At large scale, the volume of operations (key publications) from multiple SEs causes Redis timeouts during entry creation.
Root Cause:
Each persistence entry must be synced between SEs via the Controller's Redis-based key-value (KV) store.
Redis keys are stored for only 60 seconds by default. In high-connection scenarios some keys expire before peers can read them.
Missed entries are only reconciled during a periodic resync, which by default happens at half the persistence timeout (e.g., 15 minutes if persistent timeout is 30 mins).
These resync bursts add further Redis load, possibly leading to repeated timeouts and stale state between SEs.
Impact:
Persistence entries may remain unsynchronized between SEs for extended durations (up to the next resync interval), affecting traffic stickiness and session continuity.
To identify if persistence entries are not syncing properly:
SSH into the Avi Controller.
Run the following command:
> show pool <pool-name> internal
In this output look for these two counters for each ServiceEngine:
| num_redis_recvd | 0 |
| num_redis_sent_dp | 0 |
num_redis_recvd should be around same in all SEs for that particular pool. If there is lot of difference of these counters then it means some entries are missing.
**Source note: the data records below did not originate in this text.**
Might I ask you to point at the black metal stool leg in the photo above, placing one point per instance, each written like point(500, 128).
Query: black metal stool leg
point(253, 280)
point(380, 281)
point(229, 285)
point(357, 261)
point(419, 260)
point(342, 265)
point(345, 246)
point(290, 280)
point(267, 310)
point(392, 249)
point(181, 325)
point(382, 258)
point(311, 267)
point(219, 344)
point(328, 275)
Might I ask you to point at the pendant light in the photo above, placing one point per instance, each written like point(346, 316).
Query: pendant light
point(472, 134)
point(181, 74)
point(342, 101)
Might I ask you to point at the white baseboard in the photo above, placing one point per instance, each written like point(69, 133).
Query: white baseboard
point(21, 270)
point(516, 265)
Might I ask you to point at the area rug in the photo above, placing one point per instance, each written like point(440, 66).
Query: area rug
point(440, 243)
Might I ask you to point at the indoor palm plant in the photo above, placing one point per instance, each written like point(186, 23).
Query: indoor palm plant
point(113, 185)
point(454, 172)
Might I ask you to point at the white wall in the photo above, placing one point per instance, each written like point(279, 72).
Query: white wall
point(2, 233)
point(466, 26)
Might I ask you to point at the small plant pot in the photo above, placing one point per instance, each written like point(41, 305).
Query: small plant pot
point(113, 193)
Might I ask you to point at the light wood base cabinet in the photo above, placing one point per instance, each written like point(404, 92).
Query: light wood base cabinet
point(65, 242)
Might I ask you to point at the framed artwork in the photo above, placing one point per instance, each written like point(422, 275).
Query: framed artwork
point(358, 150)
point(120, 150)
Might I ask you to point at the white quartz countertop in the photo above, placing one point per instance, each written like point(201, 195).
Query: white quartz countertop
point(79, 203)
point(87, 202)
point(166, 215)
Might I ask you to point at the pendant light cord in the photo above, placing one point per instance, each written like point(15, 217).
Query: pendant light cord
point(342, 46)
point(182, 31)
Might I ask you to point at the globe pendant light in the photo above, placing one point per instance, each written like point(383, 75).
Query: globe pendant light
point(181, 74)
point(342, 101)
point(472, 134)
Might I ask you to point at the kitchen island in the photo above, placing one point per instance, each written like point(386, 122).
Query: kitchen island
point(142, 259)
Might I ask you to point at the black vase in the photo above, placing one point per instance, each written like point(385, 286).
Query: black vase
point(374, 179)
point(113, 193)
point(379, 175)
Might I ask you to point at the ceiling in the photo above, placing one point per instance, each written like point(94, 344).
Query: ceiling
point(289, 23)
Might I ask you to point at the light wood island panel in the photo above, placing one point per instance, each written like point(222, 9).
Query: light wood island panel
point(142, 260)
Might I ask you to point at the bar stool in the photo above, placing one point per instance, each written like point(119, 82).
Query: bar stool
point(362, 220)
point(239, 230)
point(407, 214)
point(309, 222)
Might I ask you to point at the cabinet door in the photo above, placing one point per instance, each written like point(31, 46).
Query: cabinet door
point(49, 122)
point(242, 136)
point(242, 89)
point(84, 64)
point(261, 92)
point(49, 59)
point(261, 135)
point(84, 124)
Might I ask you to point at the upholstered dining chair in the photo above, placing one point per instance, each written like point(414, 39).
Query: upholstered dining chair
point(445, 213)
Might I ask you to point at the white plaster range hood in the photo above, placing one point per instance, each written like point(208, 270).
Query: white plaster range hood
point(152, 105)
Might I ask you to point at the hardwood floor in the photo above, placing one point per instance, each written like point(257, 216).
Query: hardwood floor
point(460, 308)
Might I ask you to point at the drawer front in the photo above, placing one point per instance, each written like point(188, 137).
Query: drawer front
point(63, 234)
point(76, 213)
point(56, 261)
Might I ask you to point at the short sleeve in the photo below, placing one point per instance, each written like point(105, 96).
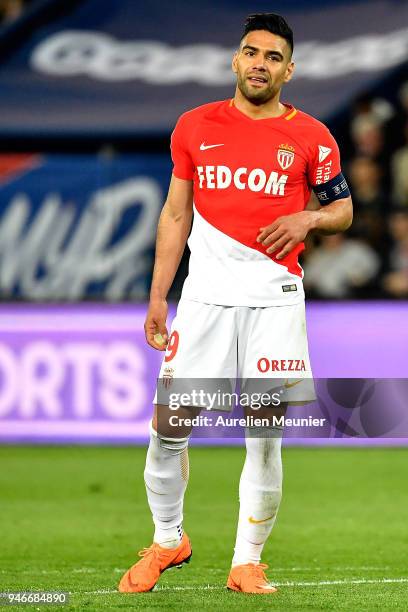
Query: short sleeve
point(324, 163)
point(183, 166)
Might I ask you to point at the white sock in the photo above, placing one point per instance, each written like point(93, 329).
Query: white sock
point(166, 477)
point(260, 492)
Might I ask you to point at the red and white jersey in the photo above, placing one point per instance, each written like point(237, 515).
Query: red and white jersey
point(246, 174)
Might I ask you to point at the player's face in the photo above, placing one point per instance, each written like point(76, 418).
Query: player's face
point(262, 64)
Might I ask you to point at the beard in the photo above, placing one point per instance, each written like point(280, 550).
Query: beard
point(254, 95)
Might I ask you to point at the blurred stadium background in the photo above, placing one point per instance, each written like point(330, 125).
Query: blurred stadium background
point(90, 91)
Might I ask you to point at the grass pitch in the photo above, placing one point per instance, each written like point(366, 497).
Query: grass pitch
point(72, 519)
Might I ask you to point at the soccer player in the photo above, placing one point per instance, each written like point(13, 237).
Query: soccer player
point(245, 169)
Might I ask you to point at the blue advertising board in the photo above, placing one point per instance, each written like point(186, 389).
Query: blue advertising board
point(75, 227)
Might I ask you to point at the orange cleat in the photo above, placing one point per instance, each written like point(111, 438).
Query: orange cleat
point(250, 578)
point(144, 574)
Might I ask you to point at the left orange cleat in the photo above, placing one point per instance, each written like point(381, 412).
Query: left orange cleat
point(250, 578)
point(144, 574)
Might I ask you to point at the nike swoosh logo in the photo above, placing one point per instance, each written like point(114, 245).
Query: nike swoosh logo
point(204, 147)
point(255, 522)
point(288, 385)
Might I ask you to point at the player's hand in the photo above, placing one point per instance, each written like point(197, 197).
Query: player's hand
point(155, 325)
point(285, 233)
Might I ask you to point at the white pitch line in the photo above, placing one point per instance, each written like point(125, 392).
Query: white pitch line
point(121, 570)
point(210, 587)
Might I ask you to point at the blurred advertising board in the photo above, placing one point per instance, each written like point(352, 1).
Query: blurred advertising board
point(79, 226)
point(84, 373)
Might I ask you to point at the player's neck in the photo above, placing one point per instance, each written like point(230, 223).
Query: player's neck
point(271, 109)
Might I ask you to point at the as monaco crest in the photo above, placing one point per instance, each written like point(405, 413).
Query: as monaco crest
point(286, 156)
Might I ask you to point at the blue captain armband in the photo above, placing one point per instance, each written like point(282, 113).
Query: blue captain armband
point(333, 190)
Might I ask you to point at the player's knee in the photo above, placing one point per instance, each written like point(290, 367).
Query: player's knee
point(172, 444)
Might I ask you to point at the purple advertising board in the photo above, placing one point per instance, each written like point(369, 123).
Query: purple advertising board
point(84, 374)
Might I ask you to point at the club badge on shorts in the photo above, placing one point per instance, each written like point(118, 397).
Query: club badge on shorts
point(286, 156)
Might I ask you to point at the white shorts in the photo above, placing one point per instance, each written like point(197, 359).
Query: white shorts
point(255, 344)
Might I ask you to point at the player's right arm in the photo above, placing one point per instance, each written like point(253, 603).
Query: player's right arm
point(172, 233)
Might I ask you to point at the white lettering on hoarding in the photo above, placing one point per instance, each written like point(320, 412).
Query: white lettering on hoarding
point(100, 56)
point(43, 378)
point(71, 256)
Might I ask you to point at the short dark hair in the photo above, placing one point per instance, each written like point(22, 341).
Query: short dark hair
point(271, 22)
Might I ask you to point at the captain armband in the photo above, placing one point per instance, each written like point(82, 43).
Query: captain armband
point(333, 190)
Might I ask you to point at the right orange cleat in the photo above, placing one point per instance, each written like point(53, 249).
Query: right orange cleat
point(250, 578)
point(144, 574)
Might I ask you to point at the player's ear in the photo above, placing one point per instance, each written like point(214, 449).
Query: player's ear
point(289, 71)
point(234, 62)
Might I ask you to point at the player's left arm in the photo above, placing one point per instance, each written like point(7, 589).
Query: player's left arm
point(335, 213)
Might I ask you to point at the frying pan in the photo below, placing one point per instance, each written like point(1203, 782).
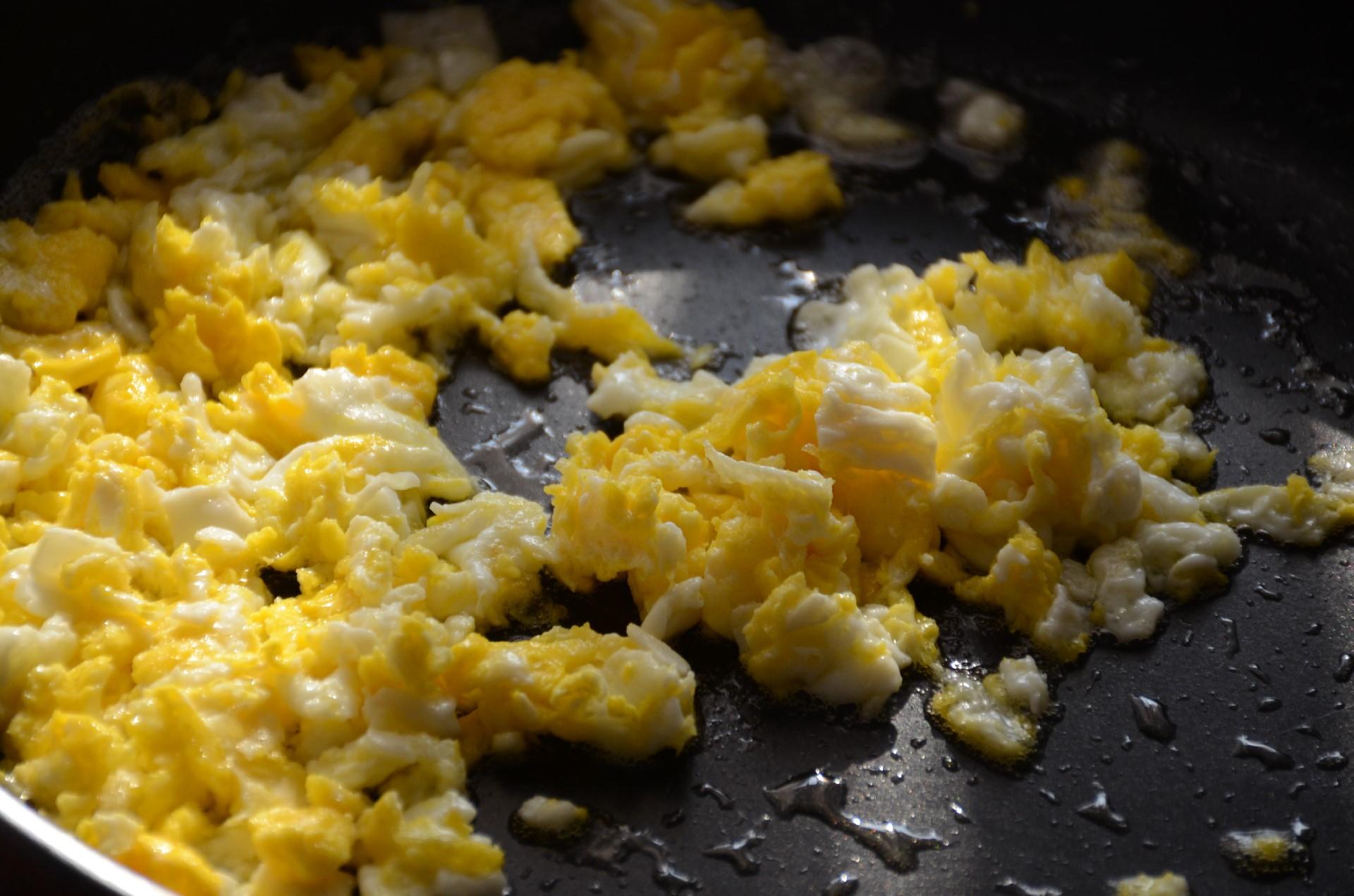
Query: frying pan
point(1248, 119)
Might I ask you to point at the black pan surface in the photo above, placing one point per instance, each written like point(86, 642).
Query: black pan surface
point(1249, 125)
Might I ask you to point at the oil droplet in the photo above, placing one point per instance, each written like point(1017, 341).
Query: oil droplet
point(611, 846)
point(1018, 888)
point(843, 885)
point(1101, 812)
point(721, 799)
point(1333, 761)
point(1270, 757)
point(1268, 593)
point(1151, 718)
point(824, 797)
point(1234, 638)
point(740, 852)
point(496, 456)
point(1267, 852)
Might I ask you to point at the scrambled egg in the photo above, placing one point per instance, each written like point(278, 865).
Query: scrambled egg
point(245, 591)
point(547, 816)
point(703, 75)
point(946, 425)
point(1166, 884)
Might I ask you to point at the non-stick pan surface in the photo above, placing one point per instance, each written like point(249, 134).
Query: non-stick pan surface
point(1249, 129)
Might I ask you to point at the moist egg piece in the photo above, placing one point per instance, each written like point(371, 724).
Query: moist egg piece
point(224, 370)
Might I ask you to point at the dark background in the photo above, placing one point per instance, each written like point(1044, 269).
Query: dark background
point(1248, 117)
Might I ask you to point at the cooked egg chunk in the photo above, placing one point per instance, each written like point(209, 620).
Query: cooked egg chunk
point(1166, 884)
point(941, 424)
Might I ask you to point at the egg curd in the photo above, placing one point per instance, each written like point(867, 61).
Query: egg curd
point(245, 589)
point(947, 425)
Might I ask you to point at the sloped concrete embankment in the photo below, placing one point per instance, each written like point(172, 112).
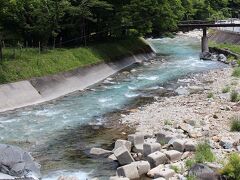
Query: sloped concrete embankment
point(39, 90)
point(225, 37)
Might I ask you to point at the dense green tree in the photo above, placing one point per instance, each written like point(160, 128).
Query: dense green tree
point(78, 21)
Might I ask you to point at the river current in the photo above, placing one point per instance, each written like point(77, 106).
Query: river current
point(60, 132)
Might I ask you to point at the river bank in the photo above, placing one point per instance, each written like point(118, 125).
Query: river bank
point(203, 111)
point(56, 131)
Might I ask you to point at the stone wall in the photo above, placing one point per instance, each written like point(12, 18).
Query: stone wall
point(224, 37)
point(39, 90)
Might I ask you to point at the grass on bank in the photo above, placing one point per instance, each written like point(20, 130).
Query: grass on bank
point(231, 169)
point(233, 48)
point(203, 154)
point(23, 64)
point(235, 124)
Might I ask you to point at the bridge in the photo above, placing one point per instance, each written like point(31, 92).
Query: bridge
point(195, 24)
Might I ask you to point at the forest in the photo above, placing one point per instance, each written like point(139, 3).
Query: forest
point(71, 22)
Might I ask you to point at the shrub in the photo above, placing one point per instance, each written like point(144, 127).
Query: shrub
point(232, 168)
point(191, 178)
point(204, 153)
point(168, 122)
point(234, 96)
point(189, 163)
point(175, 168)
point(226, 89)
point(236, 72)
point(210, 95)
point(235, 123)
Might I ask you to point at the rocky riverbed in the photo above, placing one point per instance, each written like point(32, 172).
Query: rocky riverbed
point(170, 130)
point(202, 106)
point(202, 112)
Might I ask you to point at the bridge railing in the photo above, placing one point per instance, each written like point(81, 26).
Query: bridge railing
point(197, 22)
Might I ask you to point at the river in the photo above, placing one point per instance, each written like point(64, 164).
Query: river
point(60, 133)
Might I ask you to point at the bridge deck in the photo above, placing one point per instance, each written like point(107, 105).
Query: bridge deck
point(208, 25)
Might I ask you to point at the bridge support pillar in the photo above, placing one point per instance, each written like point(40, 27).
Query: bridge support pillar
point(205, 41)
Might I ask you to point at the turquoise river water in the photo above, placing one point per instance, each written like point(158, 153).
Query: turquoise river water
point(60, 133)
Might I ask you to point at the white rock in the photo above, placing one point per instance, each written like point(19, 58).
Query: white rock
point(6, 176)
point(166, 173)
point(179, 145)
point(118, 178)
point(153, 173)
point(112, 157)
point(136, 139)
point(130, 171)
point(173, 155)
point(190, 146)
point(125, 143)
point(100, 152)
point(142, 166)
point(138, 148)
point(149, 148)
point(123, 155)
point(156, 159)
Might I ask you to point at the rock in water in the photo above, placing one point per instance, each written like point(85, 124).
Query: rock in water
point(222, 58)
point(16, 162)
point(206, 56)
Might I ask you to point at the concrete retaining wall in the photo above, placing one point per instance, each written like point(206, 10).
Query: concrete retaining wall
point(225, 37)
point(38, 90)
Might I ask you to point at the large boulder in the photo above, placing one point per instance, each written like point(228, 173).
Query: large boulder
point(222, 58)
point(206, 56)
point(123, 156)
point(99, 152)
point(125, 143)
point(202, 172)
point(130, 171)
point(16, 162)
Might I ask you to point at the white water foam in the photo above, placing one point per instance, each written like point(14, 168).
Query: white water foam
point(79, 175)
point(131, 95)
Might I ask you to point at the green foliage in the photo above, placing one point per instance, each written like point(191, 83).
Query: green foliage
point(235, 96)
point(226, 89)
point(29, 63)
point(235, 123)
point(189, 163)
point(191, 178)
point(210, 95)
point(232, 47)
point(236, 72)
point(231, 169)
point(204, 153)
point(175, 168)
point(167, 122)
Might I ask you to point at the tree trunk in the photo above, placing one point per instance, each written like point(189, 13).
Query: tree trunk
point(1, 55)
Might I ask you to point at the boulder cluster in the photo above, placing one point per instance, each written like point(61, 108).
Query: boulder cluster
point(16, 163)
point(153, 157)
point(164, 154)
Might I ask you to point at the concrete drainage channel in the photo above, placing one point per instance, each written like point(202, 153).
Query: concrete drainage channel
point(39, 90)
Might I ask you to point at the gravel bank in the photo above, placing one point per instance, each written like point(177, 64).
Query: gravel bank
point(201, 103)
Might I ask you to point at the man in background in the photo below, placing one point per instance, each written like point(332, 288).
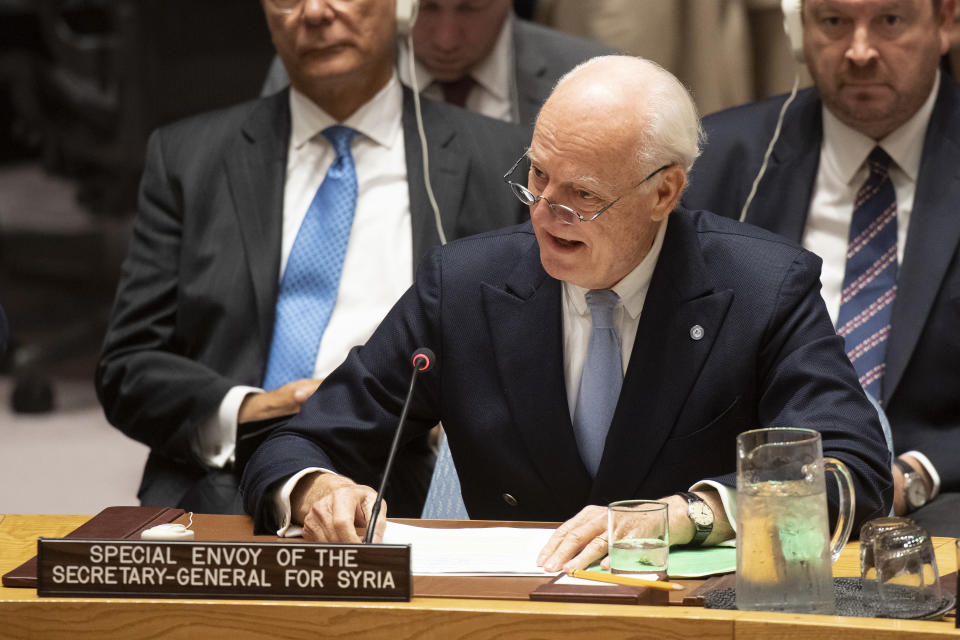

num_redis_recvd on 1 SE should be around the same value as summation of num_redis_sent_dp from all SEs.
This issue is Fixed in newer release i.e 30.2.4,31.1.2 wherein two new configuration knobs within SE group are introduced to improve sync behavior and Redis reliability:
sdb_key_timeout
Purpose: Controls how long the Controller Redis server holds keys before expiring.
Range: 60-600 seconds (default: 60s)
persistence_update_interval
Purpose: Defines how often refreshed persistence entries are synced to peer SEs.
Range: 1-30 minutes (default behavior: persistence timeout/2)
For large-scale environments with many VSes using Client IP or App Cookie Persistence with long timeouts:
sdb_key_timeout = 3 minutes
persistence_update_interval = 3 minutes
These settings reduce sync delays and help maintain session persistence across SEs even at scale.